Everything in the past swept away like a tsunami, it was really enough, I felt that I was so useless, I would forget all the pain I had when I saw him come back, I couldn't even bear to say the words of blame, I knew how painful I was, how could he not live in loneliness and darkness, how could I bear to blame him.
I was really poisoned by him, and when I saw him, I was not afraid of the most fearful, I stretched out my hand and touched his warm fingertips, and I saw his gaze resting on the jade on my chest, obviously stunned.
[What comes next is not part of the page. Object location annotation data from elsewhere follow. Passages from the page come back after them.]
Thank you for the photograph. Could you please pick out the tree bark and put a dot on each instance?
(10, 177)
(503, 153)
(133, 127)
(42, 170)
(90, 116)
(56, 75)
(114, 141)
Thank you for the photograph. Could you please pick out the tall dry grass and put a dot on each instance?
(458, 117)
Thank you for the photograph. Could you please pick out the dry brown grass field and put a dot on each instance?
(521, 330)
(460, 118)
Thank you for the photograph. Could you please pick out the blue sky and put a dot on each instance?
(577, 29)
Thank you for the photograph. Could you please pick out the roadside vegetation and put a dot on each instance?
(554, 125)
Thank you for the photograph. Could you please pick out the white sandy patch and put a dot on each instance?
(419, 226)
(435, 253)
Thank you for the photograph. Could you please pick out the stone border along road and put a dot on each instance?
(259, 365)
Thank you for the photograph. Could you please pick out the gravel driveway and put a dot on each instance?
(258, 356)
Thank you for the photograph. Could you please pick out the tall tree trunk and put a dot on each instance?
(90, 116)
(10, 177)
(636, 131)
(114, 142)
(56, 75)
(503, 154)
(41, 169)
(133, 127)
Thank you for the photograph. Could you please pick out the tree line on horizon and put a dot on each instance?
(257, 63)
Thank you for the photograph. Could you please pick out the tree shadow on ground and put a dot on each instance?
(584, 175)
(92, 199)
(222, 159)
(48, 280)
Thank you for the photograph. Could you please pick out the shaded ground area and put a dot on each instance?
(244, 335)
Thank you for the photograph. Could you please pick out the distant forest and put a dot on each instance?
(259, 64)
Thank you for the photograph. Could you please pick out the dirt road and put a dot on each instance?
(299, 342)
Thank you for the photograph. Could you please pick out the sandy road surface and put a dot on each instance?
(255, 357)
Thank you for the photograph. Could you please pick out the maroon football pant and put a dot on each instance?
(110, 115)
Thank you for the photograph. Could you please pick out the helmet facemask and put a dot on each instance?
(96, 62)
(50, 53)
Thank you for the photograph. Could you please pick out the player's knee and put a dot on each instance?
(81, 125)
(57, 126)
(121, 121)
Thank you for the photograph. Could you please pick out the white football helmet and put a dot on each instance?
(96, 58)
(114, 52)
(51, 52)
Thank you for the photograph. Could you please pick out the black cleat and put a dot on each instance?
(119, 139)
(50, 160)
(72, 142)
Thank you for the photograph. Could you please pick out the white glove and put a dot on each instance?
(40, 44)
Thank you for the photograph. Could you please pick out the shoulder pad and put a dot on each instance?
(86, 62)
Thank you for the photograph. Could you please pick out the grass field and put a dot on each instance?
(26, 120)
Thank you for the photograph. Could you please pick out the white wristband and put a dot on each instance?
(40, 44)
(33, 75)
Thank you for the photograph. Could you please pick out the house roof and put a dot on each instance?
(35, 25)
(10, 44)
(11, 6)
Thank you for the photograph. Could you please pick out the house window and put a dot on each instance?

I grabbed his hand and brought his index finger to my lips, and under his astonished gaze, I bit down hard, and the salty blood flowed through the tip of my tongue, and it was hot like him, and I let go of his hand and said in the calmest voice possible: "Now we are the same." ”
Now that we're the same, you'll never leave again.
The astonishment in his eyes had not faded, I could only feel that there was something different, but I could not perceive what was different, I saw that the wound on his fingertip that had been bitten by me was healing at a speed visible to the naked eye, and soon turned into a shallow tooth mark.
"I won't go any more, I've done what needs to be done." He spoke softly, as if he could read my thoughts.
My nose was sore, and I quickly pulled out a few tissues from the dining table next to me, and wiped away my tears, enough is enough, really enough, when all expectations become reality, what more can I ask for, it doesn't matter, no matter how painful it was, it's all gone, what could be better than now, why should I cry.
I don't want him to feel weird, I don't want to scare him away, I don't know how determined and courageous he used to come out to us, I just want him to know that we are the same, we can accept him, we won't treat him as an outlier, I know he is worried in his heart, even if he is standing in front of me now, he is afraid.